When she was in the shower in the morning, she would return
to a strange dream as if everything around her is was not real and she did not
recognize the room. Her room was “discombobulated”, shaking and changing its
configurations several times. Another time she saw a monster coming through the
wall, and other things from her vivid dreams appeared during the day. Many
times she woke up puzzled, not recognizing her bed, her pajamas, her room, and
her own cat. She would be startled for several minutes, then she would blink
and somehow she would wake up. At the gas station she saw “a dream” that the
gas started to run from her eyes. She got scared, vigorously moved her eyes and
“snapped” back to reality.
Once she was standing in her kitchen and had a knife in her
hand. Suddenly she saw a strange vision that she stabbed herself in the belly
and she woke up when the first blood came out. Two days previously, after a
long nap, she started to cook and again snapped back to her dream. When she
woke up her left arm was badly burned from scalding water.
She was referred to psychologists with diagnosis of
dissociation and “multiple personalities.” A psychologist told her that she was
depressed and could not deal with her problems. (Rosalie had problems with her
boyfriend.) She was working as a manager in a restaurant. She was coming from
the cooler room to a hot kitchen and the room suddenly would discombobulate and
shift. Clients were talking to her but she could not understand what they were
saying. Her employer told her that she was “schizophrenic.”
Rosalie indicated that most of the time her problems started
during awakenings from sleep in the middle of the night or in the morning. At
those times she felt confused, had sensations as if half her body was absent,
she felt herself as different in age and reacting to her surroundings as if she
were in a different environment, as if her dreams were superimposed on reality
and she could not differentiate what was real or what was her hallucination.

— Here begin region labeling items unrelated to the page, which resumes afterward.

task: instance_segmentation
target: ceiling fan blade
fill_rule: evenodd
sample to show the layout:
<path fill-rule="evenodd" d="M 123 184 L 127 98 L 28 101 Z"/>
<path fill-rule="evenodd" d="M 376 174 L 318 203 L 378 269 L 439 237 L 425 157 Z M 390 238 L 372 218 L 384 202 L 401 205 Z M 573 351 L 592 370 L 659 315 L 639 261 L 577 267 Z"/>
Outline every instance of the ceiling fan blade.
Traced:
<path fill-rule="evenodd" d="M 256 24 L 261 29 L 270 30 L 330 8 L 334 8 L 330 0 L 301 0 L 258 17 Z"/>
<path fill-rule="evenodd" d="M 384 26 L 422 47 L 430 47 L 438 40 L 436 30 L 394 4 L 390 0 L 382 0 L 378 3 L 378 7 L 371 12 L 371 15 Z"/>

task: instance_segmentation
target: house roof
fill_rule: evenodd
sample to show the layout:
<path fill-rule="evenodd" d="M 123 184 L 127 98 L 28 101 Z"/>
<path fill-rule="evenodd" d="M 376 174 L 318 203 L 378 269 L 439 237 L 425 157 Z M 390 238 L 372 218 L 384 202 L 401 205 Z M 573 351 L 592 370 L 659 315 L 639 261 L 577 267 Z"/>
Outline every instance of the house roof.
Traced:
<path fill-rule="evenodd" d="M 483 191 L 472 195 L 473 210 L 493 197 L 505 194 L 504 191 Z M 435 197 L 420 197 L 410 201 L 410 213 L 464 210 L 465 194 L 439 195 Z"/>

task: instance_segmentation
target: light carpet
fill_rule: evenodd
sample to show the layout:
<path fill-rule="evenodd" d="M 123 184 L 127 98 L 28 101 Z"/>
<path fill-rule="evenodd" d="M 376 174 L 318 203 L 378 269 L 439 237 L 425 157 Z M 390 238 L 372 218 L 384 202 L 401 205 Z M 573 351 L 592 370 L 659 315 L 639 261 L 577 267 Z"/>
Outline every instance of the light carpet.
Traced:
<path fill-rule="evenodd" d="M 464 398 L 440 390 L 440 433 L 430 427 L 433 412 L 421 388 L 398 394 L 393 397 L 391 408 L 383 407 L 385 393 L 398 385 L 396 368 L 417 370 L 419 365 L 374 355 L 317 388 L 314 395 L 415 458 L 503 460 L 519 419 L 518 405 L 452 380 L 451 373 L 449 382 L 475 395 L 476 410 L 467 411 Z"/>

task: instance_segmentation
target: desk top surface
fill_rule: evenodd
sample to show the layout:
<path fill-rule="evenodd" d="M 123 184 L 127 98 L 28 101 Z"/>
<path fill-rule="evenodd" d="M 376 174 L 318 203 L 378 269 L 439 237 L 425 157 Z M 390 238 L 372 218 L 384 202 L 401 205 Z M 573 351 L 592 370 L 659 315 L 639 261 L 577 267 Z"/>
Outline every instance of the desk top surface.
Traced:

She denied any significant chronic or acute medical problems
except a history of seizures in childhood. Neurological work up including a
sleep deprived EEG was unremarkable (nothing that pointed to a problem). Her
family history revealed a dysfunctional family: with an alcoholic father and a
mother who left the family when Rosalie was six years old. She referred to her
stepmother as cold and as an emotionally abused and weird person.
In 2000 during a domestic argument her boyfriend struck her
so hard that she hit her head against the door and lost consciousness for some
time. Since that time she experienced headaches and strange sensations until
two years later when she developed the symptoms described above. She smokes
half a pack a day and drinks about four cups of coffee a day. Her medications
include : Trileptal, Zonegran, Seroquel. She reported no positive or negative
side effects from these medications.
During a sleep evaluation (Polysomnography test) she
exhibited multiple agitated and confusional arousals. In the morning upon
awakening she was disoriented and told the night technician that she had never
seen him previously. When a doctor with whom she was very familiar attempted to
speak with her over the phone, she did not know who it was and how she came to
be at the clinic. She also did not know where she was going from here and how
she would drive.
Rosalie was brought to the emergency room, operated with all
the procedures of the ER evaluation and subsequently was transferred to a
psychiatric unit. After several hours on the unit, she fell asleep, than woke
up and was panicking realizing that she was in the psychiatric unit. The next
morning she developed a similar episode of dissociative state and was brought
back to the ER for medical evaluation. After she was medically cleared and
completely awake she was discharged. The whole experience was understandably
traumatic for her.
The results of her sleep study demonstrated abnormal sleep
architecture and frequent arousals. During the morning REM stage, the density
of the rapid eye movements increased. When she was awakening from the REM stage
in the early morning, she was still seeing a dream and talking to imaginary
people and moved imaginary objects.
No significant abnormalities on the sleep EEG were noted.
Explanations:
Rosalie’s symptoms could be conceptualized as incomplete
awakenings, as a dissociation state in which fragments of REM sleep were mixed
with the waking reality.
In simple words, her brain was stuck between sleep and
wakefulness, like an elevator between floors, or a car transmission between
speed gears.
Visual images of the REM stage that continue during the
transition between night sleep and morning awakenings are called “hypnopompic
hallucinations” versus evening pre-sleep visualizations, called “hypnagogic
hallucinations.” Morning dissociations with incomplete arousals and hypnopompic
hallucinations are classic symptoms of narcolepsy, but may appear in seizures
disorder, after head traumas, as side effects of medications (hypnotics), street
drugs, infections, and prolonged sleep deprivations.
The clinical significance of this phenomenon is a difference
in the therapeutic approach. Instead of using antiepileptic, antidepressants
and anti-psychotics for treatment, mild stimulants might have more beneficial
effects.
Presently, Dr. Rusica Ristanovic (a neurologist from the
Evanston Hospital Sleep Center) and I are collecting several such cases and
preparing an article on sleep-related hallucinations. The reason why this case
was presented is to show that many strange phenomena exist that might not mean
that the person is “crazy,” but rather has a known and very treatable medical
condition related to a sleep disorder. If you happen to know of such cases,
please, help this person to seek medical help from a sleep specialist.